As shepherds of one flock of Christ in this land, we realize that we participate in the same ministry and that we face the same challenges as pastors and teachers of the faith. We affirm the need to bear public witness together on matters of spiritual and moral concern. We have the profound obligation to address the crying needs of the society in which we live. We must reach out. These are issues of vital concern to the future of humanity and the planet. There are people suffering from economic and political injustice. Many in our society are morally adrift. We cannot remain silent. The oneness of our voice will help to provide spiritual direction not only to our own faithful, but will also offer a witness of the truth of the Gospel to those around us.


We rejoice in the fact that in many places there are positive expressions of Orthodox cooperation and witness. We see in this the Body of Christ in action. In these places, jurisdictional distinctions have not inhibited the witness to the unity of the Church. In fact, in our discussions we have come to see this kind of common testimony to the Gospel of Christ grow and take ever more practical forms. We give thanks to God who has enabled us to join together not only for prayer, but also for common ministry in service to the poor, in nurturing the young, and in encouraging all in their life in Christ. We affirm this activity, and we commit ourselves to encouraging, strengthening, and regularizing this sort of cooperation throughout the land.

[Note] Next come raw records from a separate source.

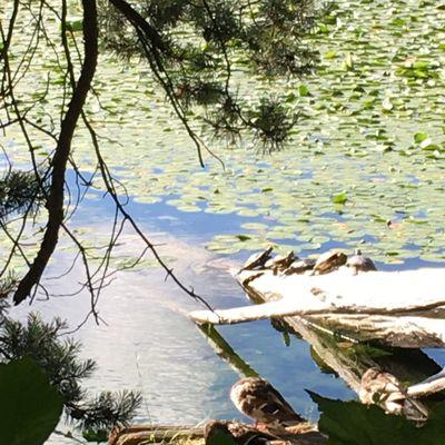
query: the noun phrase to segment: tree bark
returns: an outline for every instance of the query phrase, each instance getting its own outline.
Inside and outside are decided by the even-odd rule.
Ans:
[[[16,305],[23,301],[39,284],[48,261],[56,249],[59,229],[63,222],[65,176],[71,150],[72,136],[83,108],[88,91],[95,77],[98,59],[98,24],[96,0],[82,0],[85,58],[79,80],[72,92],[67,113],[61,122],[60,136],[52,158],[51,187],[47,208],[48,224],[40,249],[28,273],[19,283],[14,293]]]

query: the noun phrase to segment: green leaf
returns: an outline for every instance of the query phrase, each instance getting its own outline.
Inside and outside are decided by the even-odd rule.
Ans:
[[[108,432],[106,429],[86,429],[82,432],[82,437],[87,442],[107,442],[108,441]]]
[[[299,96],[301,96],[301,97],[310,96],[309,89],[307,88],[306,85],[300,85],[300,86],[298,87],[298,93],[299,93]]]
[[[334,204],[345,204],[348,200],[346,191],[333,196]]]
[[[415,135],[414,135],[414,141],[416,142],[416,144],[421,144],[421,142],[423,142],[425,139],[427,139],[428,138],[428,135],[426,134],[426,132],[416,132]]]
[[[248,239],[251,239],[248,235],[235,235],[236,238],[238,238],[240,241],[247,241]]]
[[[62,398],[28,357],[0,365],[1,443],[40,445],[53,432]]]
[[[318,428],[328,435],[328,445],[442,445],[444,442],[445,403],[435,406],[424,426],[416,427],[403,416],[385,414],[376,405],[307,393],[322,412]]]
[[[212,427],[206,439],[207,445],[237,445],[234,437],[224,427]]]
[[[83,30],[83,21],[82,20],[67,21],[67,29],[71,32],[82,31]]]

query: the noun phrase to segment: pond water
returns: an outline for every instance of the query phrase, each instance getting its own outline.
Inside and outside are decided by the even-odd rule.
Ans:
[[[229,269],[269,243],[298,255],[360,247],[382,269],[444,266],[444,20],[445,9],[431,1],[336,2],[310,37],[322,55],[314,76],[275,86],[251,79],[256,86],[259,82],[258,91],[284,87],[284,100],[301,110],[291,142],[271,156],[259,155],[248,142],[247,150],[218,146],[225,170],[212,158],[199,168],[187,135],[165,97],[146,79],[144,66],[122,68],[113,57],[102,57],[95,86],[102,107],[91,100],[89,116],[99,135],[107,135],[102,150],[129,191],[128,209],[160,244],[159,250],[184,283],[216,307],[241,306],[246,297]],[[26,41],[21,43],[26,47]],[[44,49],[39,51],[43,56]],[[48,71],[53,59],[47,49],[39,59],[39,79],[27,75],[20,90],[24,98],[38,95],[49,76],[53,89],[44,110],[36,107],[29,115],[42,121],[48,113],[59,113],[51,108],[60,95],[58,75]],[[250,87],[250,79],[247,83]],[[303,83],[306,89],[299,88]],[[28,162],[28,154],[19,150],[20,135],[13,131],[4,145],[18,165]],[[37,155],[43,158],[44,141],[42,147]],[[93,170],[91,145],[82,128],[73,156],[86,175]],[[101,181],[95,186],[100,189]],[[83,240],[100,244],[107,239],[112,215],[110,201],[100,191],[89,191],[70,224]],[[7,241],[0,239],[3,253]],[[122,241],[121,257],[136,257],[138,238],[128,231]],[[65,240],[56,258],[46,284],[55,294],[70,294],[79,269],[57,284],[48,279],[72,259]],[[238,374],[185,316],[197,307],[170,280],[165,283],[150,261],[119,274],[99,301],[107,325],[96,326],[90,319],[75,334],[85,345],[82,355],[99,364],[86,386],[140,389],[141,422],[239,417],[228,399]],[[88,313],[89,298],[52,297],[33,301],[31,308],[47,319],[67,318],[76,327]],[[28,310],[14,309],[20,317]],[[317,413],[305,388],[332,397],[353,396],[340,379],[318,368],[307,344],[291,337],[286,346],[267,322],[219,332],[312,419]],[[445,364],[443,352],[428,353]]]

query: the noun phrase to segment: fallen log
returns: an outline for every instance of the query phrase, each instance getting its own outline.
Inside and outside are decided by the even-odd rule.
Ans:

We give thanks to our good and loving Lord for His having given us this time together. We also were strengthened by the prayers of our beloved clergy and faithful all across America. Many of them were generous benefactors for this event. We are also grateful to the Washington area parishes, and especially the Cathedral parishes of St. Sophia and St. Nicholas for their hospitality.

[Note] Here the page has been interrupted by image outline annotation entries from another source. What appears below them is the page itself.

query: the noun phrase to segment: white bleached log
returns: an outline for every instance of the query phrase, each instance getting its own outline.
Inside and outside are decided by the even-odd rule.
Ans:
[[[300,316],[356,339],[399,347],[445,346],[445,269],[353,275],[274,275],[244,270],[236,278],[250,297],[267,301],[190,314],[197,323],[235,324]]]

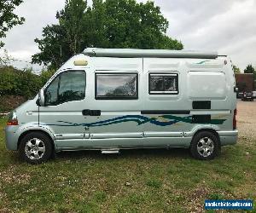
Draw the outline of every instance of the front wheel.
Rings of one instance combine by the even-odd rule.
[[[19,147],[20,156],[30,164],[41,164],[48,160],[53,152],[51,139],[41,132],[26,135]]]
[[[196,159],[212,159],[220,153],[220,142],[210,131],[199,132],[191,141],[190,153]]]

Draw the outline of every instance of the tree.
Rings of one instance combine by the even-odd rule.
[[[47,26],[36,38],[40,53],[32,62],[56,68],[87,47],[182,49],[166,35],[168,21],[154,2],[135,0],[66,0],[58,24]]]
[[[16,25],[21,25],[25,19],[14,14],[15,9],[19,6],[23,0],[6,0],[0,1],[0,39],[6,37],[6,32]],[[4,43],[0,41],[0,48]]]
[[[240,68],[236,66],[236,65],[232,65],[233,71],[235,73],[241,73]]]

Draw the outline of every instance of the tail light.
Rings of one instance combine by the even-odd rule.
[[[18,118],[15,112],[12,112],[7,122],[8,126],[16,126],[19,125]]]
[[[234,115],[233,115],[233,130],[236,130],[236,114],[237,114],[237,110],[234,110]]]

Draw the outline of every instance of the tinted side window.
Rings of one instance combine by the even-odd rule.
[[[62,72],[45,89],[44,95],[46,106],[83,100],[85,96],[85,72]]]
[[[59,78],[57,77],[44,90],[45,105],[56,105],[58,102]]]
[[[96,73],[96,99],[137,99],[137,73]]]
[[[149,74],[149,94],[177,94],[177,74]]]
[[[85,96],[85,72],[67,72],[61,75],[58,102],[83,100]]]

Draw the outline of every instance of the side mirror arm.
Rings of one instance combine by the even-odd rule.
[[[45,106],[44,93],[44,89],[40,89],[39,94],[38,94],[38,99],[37,101],[37,105],[39,106]]]

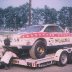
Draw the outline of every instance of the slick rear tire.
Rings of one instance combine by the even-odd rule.
[[[46,44],[42,40],[37,40],[32,48],[29,50],[30,57],[33,59],[40,59],[46,55]]]
[[[65,66],[68,62],[68,54],[66,51],[63,51],[60,55],[59,61],[57,62],[58,66]]]

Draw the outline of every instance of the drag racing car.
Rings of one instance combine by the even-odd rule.
[[[17,49],[14,52],[19,51],[20,56],[28,55],[33,59],[44,58],[46,54],[70,46],[72,33],[56,24],[28,26],[4,40],[4,48]]]

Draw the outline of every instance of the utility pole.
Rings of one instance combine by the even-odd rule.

As we closed our work here we gathered together for the Holy Eucharist. Each of us partook of the Body and Blood of our Lord Jesus Christ. There can be no more perfect sign of our unity. Our experience of the Divine Liturgy renews us and reminds us that “every good and perfect gift is from above, from him who is the Father of lights.”


We are deeply conscious of the fact that we are bearers of the Tradition. It is the Tradition of the Gospel of Christ that unites us to the Apostles themselves. This is for us both a profound burden and a source of joy, for we know that we are servants of God’s people. “The Church is not a museum, and we are not Her curators. The Church is a living and breathing community, the Body of Christ.” [136] In this land we are strengthened by the witness of countless saints in every place and every time who proclaim the Gospel of Christ in word and deed.


Glory to God who offers us this opportunity to witness to Him! Glory to Him who rose from the dead! Glory to Him who breathes life into all that is!